Tracing sources of water utilised by plants is important to understand species interactions in intercropping/agroforestry systems, particularly where species vary greatly in life-form. Isotopic techniques are an increasingly common means to trace water sources. The distribution of stable isotopes of water within the soil–plant–atmosphere continuum is indicative of a range of hydrologic processes and plant functions. Before we can infer plant or other biological effects on the distribution of isotopes we require a thorough characterisation of the environmental isotope distribution as well as an understanding of the physical processes that determine this distribution.
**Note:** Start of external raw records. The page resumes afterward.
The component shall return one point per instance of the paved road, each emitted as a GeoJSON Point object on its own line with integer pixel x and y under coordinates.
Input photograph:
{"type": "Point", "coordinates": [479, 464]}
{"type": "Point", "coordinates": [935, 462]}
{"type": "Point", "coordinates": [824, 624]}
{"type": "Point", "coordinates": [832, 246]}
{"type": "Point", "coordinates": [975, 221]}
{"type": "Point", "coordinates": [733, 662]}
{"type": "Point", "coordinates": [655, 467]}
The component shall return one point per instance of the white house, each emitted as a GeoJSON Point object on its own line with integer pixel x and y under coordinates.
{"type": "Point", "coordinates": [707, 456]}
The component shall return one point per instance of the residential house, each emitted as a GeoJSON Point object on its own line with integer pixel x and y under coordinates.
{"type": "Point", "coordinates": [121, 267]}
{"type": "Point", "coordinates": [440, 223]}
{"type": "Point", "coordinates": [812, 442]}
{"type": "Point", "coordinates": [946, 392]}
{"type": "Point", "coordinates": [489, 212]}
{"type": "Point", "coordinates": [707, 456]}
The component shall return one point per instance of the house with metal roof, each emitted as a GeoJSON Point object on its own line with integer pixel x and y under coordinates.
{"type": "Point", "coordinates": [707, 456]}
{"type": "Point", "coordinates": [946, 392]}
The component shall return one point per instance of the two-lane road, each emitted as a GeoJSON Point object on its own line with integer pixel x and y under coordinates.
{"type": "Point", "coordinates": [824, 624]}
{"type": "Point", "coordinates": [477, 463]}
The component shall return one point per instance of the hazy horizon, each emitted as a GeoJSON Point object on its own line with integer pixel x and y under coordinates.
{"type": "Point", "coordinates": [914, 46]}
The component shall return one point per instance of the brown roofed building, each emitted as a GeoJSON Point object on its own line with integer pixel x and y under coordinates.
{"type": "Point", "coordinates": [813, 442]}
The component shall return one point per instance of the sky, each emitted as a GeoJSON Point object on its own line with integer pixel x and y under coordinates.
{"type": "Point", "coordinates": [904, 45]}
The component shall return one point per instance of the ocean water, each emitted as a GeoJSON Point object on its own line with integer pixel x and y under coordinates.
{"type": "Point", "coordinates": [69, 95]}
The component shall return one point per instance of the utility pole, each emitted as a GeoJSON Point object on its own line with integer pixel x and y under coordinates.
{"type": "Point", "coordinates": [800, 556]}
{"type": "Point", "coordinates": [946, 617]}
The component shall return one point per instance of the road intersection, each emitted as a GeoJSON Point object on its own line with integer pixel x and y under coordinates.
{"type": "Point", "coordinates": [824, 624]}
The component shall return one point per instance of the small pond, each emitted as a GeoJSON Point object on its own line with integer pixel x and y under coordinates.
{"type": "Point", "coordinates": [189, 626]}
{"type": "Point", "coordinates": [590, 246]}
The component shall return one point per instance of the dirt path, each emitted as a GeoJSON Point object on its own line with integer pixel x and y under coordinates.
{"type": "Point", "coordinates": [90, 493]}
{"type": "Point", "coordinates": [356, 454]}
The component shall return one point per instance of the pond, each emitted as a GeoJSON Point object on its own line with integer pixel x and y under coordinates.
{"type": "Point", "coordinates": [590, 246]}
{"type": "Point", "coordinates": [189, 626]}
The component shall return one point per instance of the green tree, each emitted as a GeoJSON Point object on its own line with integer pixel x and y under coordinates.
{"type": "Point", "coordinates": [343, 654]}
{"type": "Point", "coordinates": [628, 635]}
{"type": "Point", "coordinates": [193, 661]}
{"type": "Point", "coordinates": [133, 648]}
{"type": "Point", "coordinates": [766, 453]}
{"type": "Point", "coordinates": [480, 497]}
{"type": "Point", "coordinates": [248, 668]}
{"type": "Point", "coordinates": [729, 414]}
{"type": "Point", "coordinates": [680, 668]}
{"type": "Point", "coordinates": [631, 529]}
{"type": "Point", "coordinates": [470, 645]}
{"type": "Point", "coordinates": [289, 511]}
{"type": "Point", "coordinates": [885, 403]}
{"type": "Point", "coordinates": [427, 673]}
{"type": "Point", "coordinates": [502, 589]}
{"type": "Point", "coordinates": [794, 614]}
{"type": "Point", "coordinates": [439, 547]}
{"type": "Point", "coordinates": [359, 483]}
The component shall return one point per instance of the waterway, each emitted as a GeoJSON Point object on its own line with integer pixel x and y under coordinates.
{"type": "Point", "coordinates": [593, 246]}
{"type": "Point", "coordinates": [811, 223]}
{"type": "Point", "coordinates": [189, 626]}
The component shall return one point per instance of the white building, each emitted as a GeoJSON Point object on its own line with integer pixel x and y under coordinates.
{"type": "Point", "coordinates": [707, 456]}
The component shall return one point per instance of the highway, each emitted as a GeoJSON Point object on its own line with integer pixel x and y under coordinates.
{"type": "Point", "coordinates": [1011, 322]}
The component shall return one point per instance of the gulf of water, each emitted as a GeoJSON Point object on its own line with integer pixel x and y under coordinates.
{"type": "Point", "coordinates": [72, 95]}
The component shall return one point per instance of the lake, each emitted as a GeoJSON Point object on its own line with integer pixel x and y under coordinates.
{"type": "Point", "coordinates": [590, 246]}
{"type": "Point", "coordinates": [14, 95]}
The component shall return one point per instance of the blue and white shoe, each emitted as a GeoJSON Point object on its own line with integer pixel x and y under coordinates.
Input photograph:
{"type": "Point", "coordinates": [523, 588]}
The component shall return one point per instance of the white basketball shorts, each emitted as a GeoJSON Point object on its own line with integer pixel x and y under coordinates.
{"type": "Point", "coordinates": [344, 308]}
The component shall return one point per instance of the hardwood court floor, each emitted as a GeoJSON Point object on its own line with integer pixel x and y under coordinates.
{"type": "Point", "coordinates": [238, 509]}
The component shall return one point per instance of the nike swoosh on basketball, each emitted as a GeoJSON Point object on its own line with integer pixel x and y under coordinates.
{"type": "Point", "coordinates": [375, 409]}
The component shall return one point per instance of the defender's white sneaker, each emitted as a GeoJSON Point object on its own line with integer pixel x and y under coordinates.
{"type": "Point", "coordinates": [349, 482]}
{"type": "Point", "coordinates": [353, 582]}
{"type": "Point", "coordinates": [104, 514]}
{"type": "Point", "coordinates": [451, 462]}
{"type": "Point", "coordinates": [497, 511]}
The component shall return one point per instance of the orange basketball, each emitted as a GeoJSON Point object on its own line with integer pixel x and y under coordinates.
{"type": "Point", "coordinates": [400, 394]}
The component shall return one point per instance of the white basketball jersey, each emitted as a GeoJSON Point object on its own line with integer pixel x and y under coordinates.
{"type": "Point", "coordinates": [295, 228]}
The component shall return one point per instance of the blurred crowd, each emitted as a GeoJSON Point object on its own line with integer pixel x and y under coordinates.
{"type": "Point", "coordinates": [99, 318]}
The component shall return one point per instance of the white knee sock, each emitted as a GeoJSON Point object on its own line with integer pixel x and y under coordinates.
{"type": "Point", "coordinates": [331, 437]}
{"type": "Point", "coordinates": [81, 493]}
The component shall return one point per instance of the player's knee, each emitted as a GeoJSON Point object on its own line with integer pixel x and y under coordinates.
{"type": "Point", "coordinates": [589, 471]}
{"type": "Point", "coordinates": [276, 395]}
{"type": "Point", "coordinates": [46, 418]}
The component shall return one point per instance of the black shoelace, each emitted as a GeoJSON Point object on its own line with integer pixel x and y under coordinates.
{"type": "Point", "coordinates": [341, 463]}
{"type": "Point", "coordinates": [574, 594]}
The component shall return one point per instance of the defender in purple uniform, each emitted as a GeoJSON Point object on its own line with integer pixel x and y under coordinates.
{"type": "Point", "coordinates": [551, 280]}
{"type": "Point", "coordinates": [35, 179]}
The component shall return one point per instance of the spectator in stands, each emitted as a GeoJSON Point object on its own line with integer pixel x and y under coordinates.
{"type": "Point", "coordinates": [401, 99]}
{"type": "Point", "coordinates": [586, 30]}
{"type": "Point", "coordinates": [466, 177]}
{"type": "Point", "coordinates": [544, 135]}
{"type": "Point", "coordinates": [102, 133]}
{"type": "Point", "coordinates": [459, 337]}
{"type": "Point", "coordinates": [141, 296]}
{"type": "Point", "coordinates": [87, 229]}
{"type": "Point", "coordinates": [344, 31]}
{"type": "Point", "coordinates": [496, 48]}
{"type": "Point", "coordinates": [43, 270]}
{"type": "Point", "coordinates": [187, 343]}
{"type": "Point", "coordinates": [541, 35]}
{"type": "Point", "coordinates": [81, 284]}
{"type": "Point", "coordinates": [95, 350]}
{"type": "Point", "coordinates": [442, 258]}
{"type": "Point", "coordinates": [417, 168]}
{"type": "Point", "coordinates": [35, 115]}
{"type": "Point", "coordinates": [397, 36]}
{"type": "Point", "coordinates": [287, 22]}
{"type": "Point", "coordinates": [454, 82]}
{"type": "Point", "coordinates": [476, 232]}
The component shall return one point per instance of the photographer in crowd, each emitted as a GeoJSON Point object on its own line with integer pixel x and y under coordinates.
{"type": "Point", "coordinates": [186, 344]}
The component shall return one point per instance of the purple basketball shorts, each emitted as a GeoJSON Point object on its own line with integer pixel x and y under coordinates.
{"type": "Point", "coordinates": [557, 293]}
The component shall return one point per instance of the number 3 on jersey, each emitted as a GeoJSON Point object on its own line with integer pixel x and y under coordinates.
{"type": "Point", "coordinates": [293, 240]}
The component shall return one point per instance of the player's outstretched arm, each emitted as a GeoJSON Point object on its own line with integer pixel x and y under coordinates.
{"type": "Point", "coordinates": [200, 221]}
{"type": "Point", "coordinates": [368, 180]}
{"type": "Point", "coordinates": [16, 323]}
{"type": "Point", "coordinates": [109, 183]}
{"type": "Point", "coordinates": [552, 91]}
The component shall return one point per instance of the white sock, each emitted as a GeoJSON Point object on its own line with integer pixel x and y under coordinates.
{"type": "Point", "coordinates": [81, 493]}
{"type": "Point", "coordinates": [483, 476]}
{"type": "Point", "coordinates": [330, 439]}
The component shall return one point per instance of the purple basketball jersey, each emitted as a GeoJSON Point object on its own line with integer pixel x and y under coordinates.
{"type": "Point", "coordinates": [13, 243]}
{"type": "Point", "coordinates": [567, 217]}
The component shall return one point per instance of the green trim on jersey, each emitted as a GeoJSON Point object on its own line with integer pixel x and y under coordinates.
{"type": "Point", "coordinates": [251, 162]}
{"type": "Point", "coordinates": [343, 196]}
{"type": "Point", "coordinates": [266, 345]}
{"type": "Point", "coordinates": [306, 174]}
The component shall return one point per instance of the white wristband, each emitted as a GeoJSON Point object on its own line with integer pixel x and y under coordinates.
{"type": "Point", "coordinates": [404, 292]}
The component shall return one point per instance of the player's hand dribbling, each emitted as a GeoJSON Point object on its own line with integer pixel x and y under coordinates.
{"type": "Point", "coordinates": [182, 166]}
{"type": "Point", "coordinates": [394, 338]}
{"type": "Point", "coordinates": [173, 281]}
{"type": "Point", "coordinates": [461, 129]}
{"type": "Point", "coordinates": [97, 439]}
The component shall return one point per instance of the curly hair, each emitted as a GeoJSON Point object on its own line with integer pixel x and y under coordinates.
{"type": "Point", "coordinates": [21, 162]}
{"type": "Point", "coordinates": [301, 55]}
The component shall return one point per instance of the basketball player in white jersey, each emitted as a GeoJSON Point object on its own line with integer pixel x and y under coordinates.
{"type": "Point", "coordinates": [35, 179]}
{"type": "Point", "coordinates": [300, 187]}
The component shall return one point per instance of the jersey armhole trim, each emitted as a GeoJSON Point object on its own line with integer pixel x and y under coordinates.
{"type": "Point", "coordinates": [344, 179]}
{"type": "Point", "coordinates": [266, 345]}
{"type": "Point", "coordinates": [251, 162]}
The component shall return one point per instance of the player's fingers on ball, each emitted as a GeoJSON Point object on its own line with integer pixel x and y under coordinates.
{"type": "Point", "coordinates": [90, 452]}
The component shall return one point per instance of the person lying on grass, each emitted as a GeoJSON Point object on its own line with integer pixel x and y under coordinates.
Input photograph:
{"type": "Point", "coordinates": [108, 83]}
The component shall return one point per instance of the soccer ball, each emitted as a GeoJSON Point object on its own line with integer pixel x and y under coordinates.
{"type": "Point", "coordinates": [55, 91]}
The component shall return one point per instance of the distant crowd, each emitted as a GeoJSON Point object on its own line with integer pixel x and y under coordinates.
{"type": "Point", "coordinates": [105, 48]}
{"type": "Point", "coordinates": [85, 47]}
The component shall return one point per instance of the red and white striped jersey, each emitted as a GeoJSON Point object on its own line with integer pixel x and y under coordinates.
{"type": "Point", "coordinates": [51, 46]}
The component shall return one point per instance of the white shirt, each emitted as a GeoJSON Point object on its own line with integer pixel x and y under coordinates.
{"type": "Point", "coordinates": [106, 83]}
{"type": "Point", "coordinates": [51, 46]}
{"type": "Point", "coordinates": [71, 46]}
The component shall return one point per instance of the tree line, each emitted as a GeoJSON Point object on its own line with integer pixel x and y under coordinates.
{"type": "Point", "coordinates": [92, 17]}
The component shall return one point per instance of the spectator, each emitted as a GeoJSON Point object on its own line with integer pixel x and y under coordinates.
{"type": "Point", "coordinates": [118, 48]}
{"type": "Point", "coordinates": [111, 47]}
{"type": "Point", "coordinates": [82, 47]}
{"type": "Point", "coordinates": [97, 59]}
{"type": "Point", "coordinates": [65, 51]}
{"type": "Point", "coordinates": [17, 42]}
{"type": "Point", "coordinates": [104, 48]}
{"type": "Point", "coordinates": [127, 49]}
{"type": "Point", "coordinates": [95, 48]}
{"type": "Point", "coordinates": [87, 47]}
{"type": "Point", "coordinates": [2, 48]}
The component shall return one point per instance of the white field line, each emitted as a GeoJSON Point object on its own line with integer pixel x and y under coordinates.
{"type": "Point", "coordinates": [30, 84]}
Unless distinct features are recognisable in the isotopic ‘landscape’ surrounding a plant, links cannot be made between plant function and environment. As a means to trace water acquisition by four Eucalyptus species in an agroforestry planting, we tested a simple ‘end member’ approach and a more extensive characterisation of hydrogen and deuterium distribution profiles within an agricultural soil in south-western Australia. Hydrogen isotope distribution within the soil was highly uniform; an apparent result of climatic factors, soil physical properties and the ability of tree roots to redistribute soil water. Such findings have important implications for measurement strategies and experimental design when attempting to quantify plant use of water from differing soil sources. In the absence of large isotopic discrimination among water sources, simple ‘end member’ models are likely to be misleading and isotopic labelling techniques may be more appropriate in some environments.